Since seizing power from the National League for Democracy (NLD)-led government in February 2021, Min Aung Hlaing has gambled that an election, by initiating a transition from open military rule to a more veiled, civilianized form of control, will help catalyze an end to the current conflict and allow the government to regain international legitimacy.
But the junta has no intention of allowing an unfettered electoral process. In 2023, the SAC dissolved 40 political parties, including the NLD, which won both the 2015 and 2020 elections in a landslide. State media reported on Tuesday that 71 political parties have now registered or re-registered under the Political Parties Registration Law passed that same year, though, barring the NLD’s unrestricted participation, the democratic world is very unlikely to accept the election result.
In any event, after repeated delays, junta leader Senior Gen. Min Aung Hlaing appears set on holding the election before the year is out. During a speech at the annual Armed Forces Day parade in Naypyidaw on March 27, Min Aung Hlaing urged the regime’s opponents to put down their weapons and take part in the political process. He also promised that the military State Administration Council (SAC) would transfer power “to the government formed as a result of the election.”
On March 28, the day after Min Aung Hlaing’s speech, central Myanmar was hit by two major earthquakes, with particularly devastating impacts on Mandalay, Sagaing, and Naypyidaw regions, and lesser impacts in parts of Shan State and Bago and Magwe regions.
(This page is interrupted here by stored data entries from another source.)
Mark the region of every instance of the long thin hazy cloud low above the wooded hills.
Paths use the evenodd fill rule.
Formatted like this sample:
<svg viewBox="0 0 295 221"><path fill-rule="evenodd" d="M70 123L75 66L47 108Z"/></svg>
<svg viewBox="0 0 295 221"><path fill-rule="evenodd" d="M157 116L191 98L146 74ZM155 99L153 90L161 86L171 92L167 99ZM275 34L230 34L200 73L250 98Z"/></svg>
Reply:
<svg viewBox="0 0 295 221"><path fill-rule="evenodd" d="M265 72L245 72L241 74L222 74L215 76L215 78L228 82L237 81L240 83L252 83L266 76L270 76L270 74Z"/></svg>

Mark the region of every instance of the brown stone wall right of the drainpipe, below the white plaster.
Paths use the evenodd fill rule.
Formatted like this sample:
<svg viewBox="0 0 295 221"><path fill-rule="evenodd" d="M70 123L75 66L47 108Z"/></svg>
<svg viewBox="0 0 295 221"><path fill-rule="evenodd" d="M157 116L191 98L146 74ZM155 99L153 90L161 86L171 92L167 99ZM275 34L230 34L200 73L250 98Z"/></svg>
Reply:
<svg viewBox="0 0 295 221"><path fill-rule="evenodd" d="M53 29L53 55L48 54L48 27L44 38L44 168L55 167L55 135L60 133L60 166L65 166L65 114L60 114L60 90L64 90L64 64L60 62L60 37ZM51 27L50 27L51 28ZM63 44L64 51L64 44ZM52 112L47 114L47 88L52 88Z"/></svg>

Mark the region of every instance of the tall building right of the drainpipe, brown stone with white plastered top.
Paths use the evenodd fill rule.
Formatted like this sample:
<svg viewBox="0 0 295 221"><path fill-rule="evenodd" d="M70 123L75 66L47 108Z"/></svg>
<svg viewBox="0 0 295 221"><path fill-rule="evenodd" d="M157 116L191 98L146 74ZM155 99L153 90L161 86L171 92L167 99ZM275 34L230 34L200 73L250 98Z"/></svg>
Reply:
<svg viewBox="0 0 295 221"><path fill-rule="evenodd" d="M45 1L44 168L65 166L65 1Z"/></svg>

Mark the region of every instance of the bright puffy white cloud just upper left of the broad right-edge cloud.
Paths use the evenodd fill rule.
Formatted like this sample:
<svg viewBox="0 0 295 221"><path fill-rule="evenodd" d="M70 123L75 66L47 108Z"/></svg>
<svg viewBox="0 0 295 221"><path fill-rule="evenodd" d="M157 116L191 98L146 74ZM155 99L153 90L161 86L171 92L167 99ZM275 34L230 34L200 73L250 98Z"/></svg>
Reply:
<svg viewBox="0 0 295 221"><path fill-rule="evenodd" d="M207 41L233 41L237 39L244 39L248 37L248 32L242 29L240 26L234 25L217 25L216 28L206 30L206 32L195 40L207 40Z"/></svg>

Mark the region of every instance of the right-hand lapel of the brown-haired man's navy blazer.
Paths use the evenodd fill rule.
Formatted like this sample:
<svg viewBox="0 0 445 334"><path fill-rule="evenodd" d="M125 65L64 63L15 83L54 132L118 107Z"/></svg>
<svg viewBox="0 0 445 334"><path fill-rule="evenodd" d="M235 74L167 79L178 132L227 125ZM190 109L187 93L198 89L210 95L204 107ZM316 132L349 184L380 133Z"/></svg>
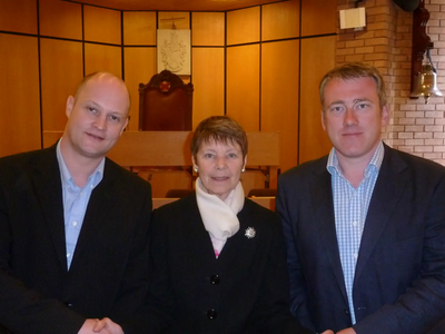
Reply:
<svg viewBox="0 0 445 334"><path fill-rule="evenodd" d="M404 191L404 185L409 181L408 175L402 173L405 168L405 163L385 145L385 156L366 215L355 279L363 273L369 255Z"/></svg>

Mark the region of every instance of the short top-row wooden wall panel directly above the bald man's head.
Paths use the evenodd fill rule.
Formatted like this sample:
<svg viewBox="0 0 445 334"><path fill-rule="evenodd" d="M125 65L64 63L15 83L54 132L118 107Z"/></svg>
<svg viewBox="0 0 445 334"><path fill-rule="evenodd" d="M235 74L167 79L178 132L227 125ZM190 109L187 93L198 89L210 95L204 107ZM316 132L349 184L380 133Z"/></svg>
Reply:
<svg viewBox="0 0 445 334"><path fill-rule="evenodd" d="M92 6L83 7L85 40L121 43L120 11Z"/></svg>

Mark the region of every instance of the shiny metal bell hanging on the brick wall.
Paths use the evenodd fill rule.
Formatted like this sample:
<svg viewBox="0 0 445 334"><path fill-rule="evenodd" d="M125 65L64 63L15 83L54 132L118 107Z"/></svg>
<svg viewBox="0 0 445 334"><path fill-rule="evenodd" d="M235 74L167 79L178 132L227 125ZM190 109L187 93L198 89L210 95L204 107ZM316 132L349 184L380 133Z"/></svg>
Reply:
<svg viewBox="0 0 445 334"><path fill-rule="evenodd" d="M424 97L425 104L428 102L431 96L443 96L437 88L437 70L431 59L431 49L426 49L422 71L417 75L416 87L411 94L412 98Z"/></svg>

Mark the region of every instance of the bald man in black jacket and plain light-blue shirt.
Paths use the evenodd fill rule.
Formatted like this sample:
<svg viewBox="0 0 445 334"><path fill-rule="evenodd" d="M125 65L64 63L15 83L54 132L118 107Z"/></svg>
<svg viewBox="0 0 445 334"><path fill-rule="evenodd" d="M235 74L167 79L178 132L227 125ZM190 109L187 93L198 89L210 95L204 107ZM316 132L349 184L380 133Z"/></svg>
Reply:
<svg viewBox="0 0 445 334"><path fill-rule="evenodd" d="M151 187L105 157L129 107L121 79L90 75L55 146L0 159L0 333L132 333Z"/></svg>

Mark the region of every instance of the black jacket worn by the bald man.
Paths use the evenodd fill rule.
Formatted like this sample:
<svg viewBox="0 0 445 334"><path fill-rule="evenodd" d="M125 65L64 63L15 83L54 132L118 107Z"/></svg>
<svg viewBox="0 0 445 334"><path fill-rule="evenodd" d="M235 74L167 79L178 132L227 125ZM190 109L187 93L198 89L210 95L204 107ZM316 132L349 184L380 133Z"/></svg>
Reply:
<svg viewBox="0 0 445 334"><path fill-rule="evenodd" d="M56 146L1 158L0 333L78 333L103 316L123 326L148 287L150 215L150 185L107 159L67 271Z"/></svg>

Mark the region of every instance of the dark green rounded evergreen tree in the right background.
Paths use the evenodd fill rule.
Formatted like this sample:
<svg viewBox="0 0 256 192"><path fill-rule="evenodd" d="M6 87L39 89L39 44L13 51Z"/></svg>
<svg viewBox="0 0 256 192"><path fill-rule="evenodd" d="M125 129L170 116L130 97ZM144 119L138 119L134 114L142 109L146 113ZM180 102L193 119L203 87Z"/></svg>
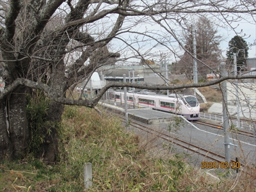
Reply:
<svg viewBox="0 0 256 192"><path fill-rule="evenodd" d="M248 45L241 36L234 36L228 42L227 61L231 65L234 63L234 54L237 55L237 71L243 71L248 58Z"/></svg>

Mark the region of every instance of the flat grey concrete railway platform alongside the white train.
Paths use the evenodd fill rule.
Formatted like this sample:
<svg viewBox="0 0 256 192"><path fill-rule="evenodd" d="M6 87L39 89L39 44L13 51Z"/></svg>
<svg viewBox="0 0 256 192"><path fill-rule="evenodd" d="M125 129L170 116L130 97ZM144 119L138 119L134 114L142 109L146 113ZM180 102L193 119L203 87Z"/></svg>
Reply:
<svg viewBox="0 0 256 192"><path fill-rule="evenodd" d="M116 104L113 100L102 100L99 103L103 108L108 108L113 111L118 111L118 113L122 113L124 115L124 103L120 103L116 101ZM162 111L157 111L152 108L138 107L132 104L127 104L127 113L128 118L133 120L138 120L145 124L160 124L162 122L170 122L173 120L174 115L172 113L165 113Z"/></svg>

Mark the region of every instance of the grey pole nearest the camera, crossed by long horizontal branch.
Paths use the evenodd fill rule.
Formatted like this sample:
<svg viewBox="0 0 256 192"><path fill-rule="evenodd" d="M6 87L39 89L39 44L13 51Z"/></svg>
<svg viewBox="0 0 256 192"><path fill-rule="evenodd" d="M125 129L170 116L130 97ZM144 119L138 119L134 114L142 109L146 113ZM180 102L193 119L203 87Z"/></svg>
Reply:
<svg viewBox="0 0 256 192"><path fill-rule="evenodd" d="M227 75L227 70L225 68L225 63L220 63L221 76L225 77ZM222 109L223 109L223 128L224 128L224 145L225 145L225 159L230 162L230 141L228 132L228 111L227 111L227 81L221 82L221 92L223 94Z"/></svg>

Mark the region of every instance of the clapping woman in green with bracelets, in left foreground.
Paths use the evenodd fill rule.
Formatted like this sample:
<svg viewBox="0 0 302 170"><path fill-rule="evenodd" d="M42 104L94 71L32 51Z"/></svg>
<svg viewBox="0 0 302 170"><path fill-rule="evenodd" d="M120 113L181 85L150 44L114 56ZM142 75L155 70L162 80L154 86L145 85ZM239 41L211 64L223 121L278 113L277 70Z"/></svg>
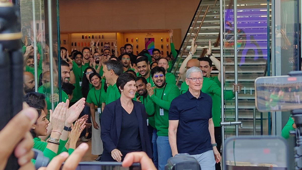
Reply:
<svg viewBox="0 0 302 170"><path fill-rule="evenodd" d="M31 134L34 138L33 148L42 151L43 155L48 157L50 160L61 152L68 152L69 154L71 154L76 148L76 142L79 138L79 134L85 128L85 121L81 119L79 121L79 123L81 124L79 131L76 131L76 129L74 129L74 131L70 133L72 138L69 139L69 142L67 142L67 140L61 140L60 137L65 125L66 109L67 108L65 103L59 103L53 111L51 115L51 125L53 127L53 130L51 131L50 138L47 142L41 140L38 137L47 135L47 127L49 121L48 119L46 119L46 114L43 110L37 109L38 119L36 123L34 123L31 127ZM79 125L77 127L79 128ZM74 133L77 134L75 135ZM36 160L34 159L32 160L33 163L35 163L35 161Z"/></svg>

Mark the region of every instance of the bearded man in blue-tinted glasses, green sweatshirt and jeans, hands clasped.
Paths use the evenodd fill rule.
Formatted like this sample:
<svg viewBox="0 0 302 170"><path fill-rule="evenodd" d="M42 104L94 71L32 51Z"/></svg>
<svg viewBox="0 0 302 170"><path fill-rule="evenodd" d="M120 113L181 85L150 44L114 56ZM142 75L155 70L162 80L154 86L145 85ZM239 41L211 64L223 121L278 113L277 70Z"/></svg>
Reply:
<svg viewBox="0 0 302 170"><path fill-rule="evenodd" d="M156 88L151 87L150 83L147 84L149 95L147 97L146 112L148 115L154 113L157 139L156 143L153 143L153 138L152 143L153 147L157 145L158 169L164 170L165 164L172 156L168 139L168 113L172 100L179 96L179 89L175 84L165 82L165 69L163 67L154 67L151 70L151 77ZM155 137L154 134L153 137Z"/></svg>

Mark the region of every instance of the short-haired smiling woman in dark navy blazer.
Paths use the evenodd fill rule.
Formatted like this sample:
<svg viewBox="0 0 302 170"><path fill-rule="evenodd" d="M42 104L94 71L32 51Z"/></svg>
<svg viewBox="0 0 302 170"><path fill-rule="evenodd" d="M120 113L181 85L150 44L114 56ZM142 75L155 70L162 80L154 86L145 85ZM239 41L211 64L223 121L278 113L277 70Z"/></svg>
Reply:
<svg viewBox="0 0 302 170"><path fill-rule="evenodd" d="M123 161L129 152L143 151L152 158L147 130L146 110L135 97L135 78L123 73L116 85L121 96L105 106L101 116L101 139L104 151L101 161Z"/></svg>

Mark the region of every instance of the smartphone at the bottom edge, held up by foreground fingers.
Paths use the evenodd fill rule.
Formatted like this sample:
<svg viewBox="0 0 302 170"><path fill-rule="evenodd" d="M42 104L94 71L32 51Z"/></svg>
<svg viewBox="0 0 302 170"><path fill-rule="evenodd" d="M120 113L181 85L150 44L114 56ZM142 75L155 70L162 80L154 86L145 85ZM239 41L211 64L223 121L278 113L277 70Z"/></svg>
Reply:
<svg viewBox="0 0 302 170"><path fill-rule="evenodd" d="M63 167L64 163L62 164ZM61 167L61 169L62 169ZM140 163L134 163L130 167L122 167L122 162L80 162L76 170L141 170Z"/></svg>

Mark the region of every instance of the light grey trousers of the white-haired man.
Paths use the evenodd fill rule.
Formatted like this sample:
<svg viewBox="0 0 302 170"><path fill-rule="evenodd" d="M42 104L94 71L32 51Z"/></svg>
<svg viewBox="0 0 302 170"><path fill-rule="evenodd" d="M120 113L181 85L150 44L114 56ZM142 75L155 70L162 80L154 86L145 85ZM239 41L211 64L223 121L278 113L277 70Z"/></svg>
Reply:
<svg viewBox="0 0 302 170"><path fill-rule="evenodd" d="M194 157L199 162L201 170L215 170L216 162L213 150L190 156Z"/></svg>

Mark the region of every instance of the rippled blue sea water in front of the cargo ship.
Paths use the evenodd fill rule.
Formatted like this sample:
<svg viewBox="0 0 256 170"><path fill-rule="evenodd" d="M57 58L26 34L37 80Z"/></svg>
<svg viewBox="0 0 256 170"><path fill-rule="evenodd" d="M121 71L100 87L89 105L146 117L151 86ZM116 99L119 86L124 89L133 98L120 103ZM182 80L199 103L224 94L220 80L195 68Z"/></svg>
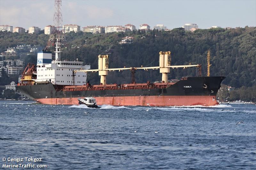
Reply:
<svg viewBox="0 0 256 170"><path fill-rule="evenodd" d="M256 169L255 105L95 109L0 101L0 130L1 168Z"/></svg>

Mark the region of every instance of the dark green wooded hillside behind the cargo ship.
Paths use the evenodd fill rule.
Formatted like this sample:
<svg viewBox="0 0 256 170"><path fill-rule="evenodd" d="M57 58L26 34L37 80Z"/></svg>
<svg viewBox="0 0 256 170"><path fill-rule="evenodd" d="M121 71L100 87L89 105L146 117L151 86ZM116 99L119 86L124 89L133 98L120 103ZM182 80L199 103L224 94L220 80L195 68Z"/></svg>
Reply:
<svg viewBox="0 0 256 170"><path fill-rule="evenodd" d="M127 33L92 34L83 32L66 33L62 59L82 59L91 69L98 68L98 55L109 54L109 68L158 66L159 52L171 51L171 65L202 64L202 76L206 75L206 55L211 52L211 76L225 76L223 84L232 87L252 87L256 85L256 27L231 29L198 29L185 32L183 28L171 31L151 30ZM134 37L132 44L119 44L125 36ZM21 44L35 44L45 47L49 35L0 32L0 52L8 47ZM48 43L48 45L51 43ZM53 47L50 48L53 51ZM30 55L25 65L36 64L36 55ZM197 68L171 69L168 79L197 76ZM161 80L159 70L137 70L137 83ZM99 84L97 73L88 73L92 84ZM129 83L130 71L113 71L107 76L107 83Z"/></svg>

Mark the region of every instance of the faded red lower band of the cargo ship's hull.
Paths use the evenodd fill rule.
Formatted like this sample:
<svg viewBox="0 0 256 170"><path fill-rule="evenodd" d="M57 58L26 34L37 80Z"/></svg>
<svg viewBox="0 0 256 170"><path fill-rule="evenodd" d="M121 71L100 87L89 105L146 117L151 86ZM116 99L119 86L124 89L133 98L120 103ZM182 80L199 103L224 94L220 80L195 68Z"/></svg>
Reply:
<svg viewBox="0 0 256 170"><path fill-rule="evenodd" d="M86 97L86 96L84 96ZM112 106L214 106L219 103L215 96L126 96L95 97L97 105ZM42 104L77 105L77 98L36 99Z"/></svg>

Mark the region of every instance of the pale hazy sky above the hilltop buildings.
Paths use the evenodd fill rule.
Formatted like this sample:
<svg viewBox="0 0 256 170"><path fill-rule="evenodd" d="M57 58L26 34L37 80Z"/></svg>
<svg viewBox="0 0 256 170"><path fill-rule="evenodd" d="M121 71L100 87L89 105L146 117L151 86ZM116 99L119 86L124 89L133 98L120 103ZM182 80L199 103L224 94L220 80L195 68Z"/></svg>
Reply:
<svg viewBox="0 0 256 170"><path fill-rule="evenodd" d="M54 0L0 0L0 25L23 27L53 25ZM151 28L164 24L168 29L186 23L199 28L211 26L256 26L256 0L207 1L84 1L62 0L65 24L82 27L132 24L139 28L146 23Z"/></svg>

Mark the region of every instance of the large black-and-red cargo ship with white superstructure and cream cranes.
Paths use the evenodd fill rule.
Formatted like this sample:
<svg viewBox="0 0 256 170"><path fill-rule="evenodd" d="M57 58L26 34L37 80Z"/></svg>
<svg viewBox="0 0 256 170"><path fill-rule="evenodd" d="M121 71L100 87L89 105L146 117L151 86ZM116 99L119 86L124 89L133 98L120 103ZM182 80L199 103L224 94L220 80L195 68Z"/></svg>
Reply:
<svg viewBox="0 0 256 170"><path fill-rule="evenodd" d="M171 65L171 52L159 53L159 66L139 68L108 68L108 55L99 55L99 68L79 61L60 60L60 42L55 42L55 60L48 50L37 54L37 66L28 64L17 89L30 99L42 104L74 105L77 98L94 97L98 105L113 106L213 106L216 94L225 77L183 77L168 82L170 68L188 68L201 65ZM160 83L135 83L134 74L130 84L106 84L108 71L160 70ZM201 69L200 69L201 70ZM100 85L86 82L87 72L98 72Z"/></svg>

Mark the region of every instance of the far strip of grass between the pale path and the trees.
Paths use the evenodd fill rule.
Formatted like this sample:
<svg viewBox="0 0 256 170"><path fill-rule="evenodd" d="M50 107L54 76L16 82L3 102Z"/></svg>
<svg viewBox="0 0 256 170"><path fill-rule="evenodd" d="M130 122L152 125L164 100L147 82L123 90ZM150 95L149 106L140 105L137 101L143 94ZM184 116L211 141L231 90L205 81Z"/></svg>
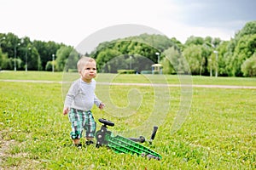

As of Tuesday, the junta’s official death toll stood at 3,649, with a further 5,018 injured and 145 missing. Huge numbers of buildings, including schools, Buddhist monasteries, and hospitals have been damaged or destroyed, while roads have buckled and bridges have collapsed. With the military stretched thin by the civil war and missing in action in many parts of the quake zone, rescuers have struggled to pull survivors from the rubble of collapsed buildings in extreme dry season heat.
The devastation of the earthquake raised doubts about the junta’s election plan, which has already been repeatedly delayed since the military coup of 2021. However, Myanmar’s military has never let a natural disaster get in the way of its various political “roadmaps.” In the aftermath of the devastating Cyclone Nargis of 2008, which killed upward of 100,000 people across southern Myanmar, the junta of the time pressed ahead with a constitutional referendum. In the areas most devastated by Nargis, the referendum took place three weeks after the cyclone, a much shorter timeframe than is now being considered for the election.
In fact, the biggest obstacle to the election will not be the earthquake recovery but the fraught political position that prevails in much of the country. Since announcing its plans to hold an election shortly after the coup, it has seen an upsurge in armed resistance to its rule in many parts of the country, which has forced it repeatedly to extend the six-month state of emergency.
Large swathes of the country are now under the control of ethnic armed groups or civilian militias, including significant areas in Myanmar’s central dry zone, which the military has historically considered a stronghold. Other areas are too hotly contested to permit the holding of an election. Reflecting these difficulties, a pre-election census conducted late last year could only be completed in 145 of the country’s 330 townships.